There are movies you like, movies you marvel at, and then there are those rare few movies that keep haunting you even years later. For me, Anup Singh's film, Qissa: The Tale of a Lonely Ghost (2013), falls in the third category.
Although the poignant movie had stupendous performances by the lead cast that included Irrfan Khan, Tillotama Shome, Tisca Chopra, and Rasika Dugal, it was Shome's nuanced and even heart-breaking portrayal of Kanwar Singh - a girl raised as a boy by her father and then married to another woman that has stayed with me for almost a decade..
"Qissa is an incredibly important film in my life. Working with Anup was the acting school I never went to. He has given me tools that I can carry to any film I do. His process is centred in his deep love for human beings," says Shome, who won the best actress award at the Abu Dhabi Film Festival for the same.

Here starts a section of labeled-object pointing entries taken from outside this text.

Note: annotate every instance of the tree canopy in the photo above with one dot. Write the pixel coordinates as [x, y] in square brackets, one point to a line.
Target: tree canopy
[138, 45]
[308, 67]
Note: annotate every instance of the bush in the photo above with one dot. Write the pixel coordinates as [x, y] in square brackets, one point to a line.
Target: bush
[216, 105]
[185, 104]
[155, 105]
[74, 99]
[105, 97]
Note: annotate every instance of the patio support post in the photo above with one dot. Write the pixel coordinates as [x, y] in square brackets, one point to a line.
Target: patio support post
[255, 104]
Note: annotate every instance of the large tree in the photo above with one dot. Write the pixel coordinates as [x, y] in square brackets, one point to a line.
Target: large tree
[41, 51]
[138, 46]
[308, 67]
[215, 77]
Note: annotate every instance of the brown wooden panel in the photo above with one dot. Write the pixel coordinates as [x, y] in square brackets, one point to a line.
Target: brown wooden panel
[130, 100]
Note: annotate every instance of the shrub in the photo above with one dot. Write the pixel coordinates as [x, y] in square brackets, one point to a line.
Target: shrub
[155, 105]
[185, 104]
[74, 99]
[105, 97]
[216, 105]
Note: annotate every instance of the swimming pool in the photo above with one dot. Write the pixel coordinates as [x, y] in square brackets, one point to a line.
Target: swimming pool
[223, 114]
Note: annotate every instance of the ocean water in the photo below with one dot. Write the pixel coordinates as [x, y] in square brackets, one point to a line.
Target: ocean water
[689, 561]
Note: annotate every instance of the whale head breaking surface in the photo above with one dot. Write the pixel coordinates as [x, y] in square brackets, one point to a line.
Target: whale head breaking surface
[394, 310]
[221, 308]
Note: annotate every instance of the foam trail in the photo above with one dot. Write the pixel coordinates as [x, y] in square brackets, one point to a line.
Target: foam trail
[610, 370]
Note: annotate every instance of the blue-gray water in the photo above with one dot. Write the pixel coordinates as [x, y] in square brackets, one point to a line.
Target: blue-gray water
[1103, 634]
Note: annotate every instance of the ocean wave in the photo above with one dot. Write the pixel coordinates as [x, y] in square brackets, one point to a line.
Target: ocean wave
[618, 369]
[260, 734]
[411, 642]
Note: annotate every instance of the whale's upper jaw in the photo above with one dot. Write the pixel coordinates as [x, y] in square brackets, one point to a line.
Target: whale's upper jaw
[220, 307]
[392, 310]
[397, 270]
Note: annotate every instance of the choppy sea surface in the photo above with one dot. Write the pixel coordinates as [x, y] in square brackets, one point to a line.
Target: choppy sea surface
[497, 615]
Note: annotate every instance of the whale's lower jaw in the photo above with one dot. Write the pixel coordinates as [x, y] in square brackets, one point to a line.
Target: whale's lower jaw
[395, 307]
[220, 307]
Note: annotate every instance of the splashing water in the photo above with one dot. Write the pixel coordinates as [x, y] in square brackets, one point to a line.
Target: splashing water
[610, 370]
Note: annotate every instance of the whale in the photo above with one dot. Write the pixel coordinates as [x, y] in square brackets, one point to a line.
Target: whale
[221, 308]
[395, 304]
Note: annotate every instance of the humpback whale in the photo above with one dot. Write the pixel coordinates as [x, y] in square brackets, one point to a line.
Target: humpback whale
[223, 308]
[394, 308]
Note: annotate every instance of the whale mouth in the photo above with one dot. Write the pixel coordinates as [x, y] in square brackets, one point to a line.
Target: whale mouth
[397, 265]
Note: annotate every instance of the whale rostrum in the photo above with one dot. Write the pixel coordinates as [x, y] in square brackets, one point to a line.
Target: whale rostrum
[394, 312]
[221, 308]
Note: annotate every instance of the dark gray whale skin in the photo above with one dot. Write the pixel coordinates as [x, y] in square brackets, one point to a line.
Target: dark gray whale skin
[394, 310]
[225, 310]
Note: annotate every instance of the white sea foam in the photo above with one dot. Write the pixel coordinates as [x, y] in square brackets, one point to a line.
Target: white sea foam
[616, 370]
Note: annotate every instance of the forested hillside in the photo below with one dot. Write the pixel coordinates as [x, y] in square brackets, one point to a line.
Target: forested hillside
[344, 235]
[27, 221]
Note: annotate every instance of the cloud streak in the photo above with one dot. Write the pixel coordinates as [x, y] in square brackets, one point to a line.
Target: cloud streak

But then, Tillotama Shome had established herself as a powerhouse actor from her very first outing as Alice, the demure help of the Vermas in Mira Nair Oscar-nominated 2001 film Monsoon Wedding.
Like many in the industry, she became an actor by chance. She was born in Kolkata to Anupam and Baishakhi Shome. Since her dad was with the Indian Air Force, she grew up in different parts of the country. "We were moving from one place to another every few years, forgetting a language, and learning a new one," recalls Shome. "Most of our time went in playing in the park or climbing trees and reading books. Television was limited, and my parents used to take us out for one English film once a month when we moved to Bangalore. That was the extent of our exposure to cinema," she reminisces.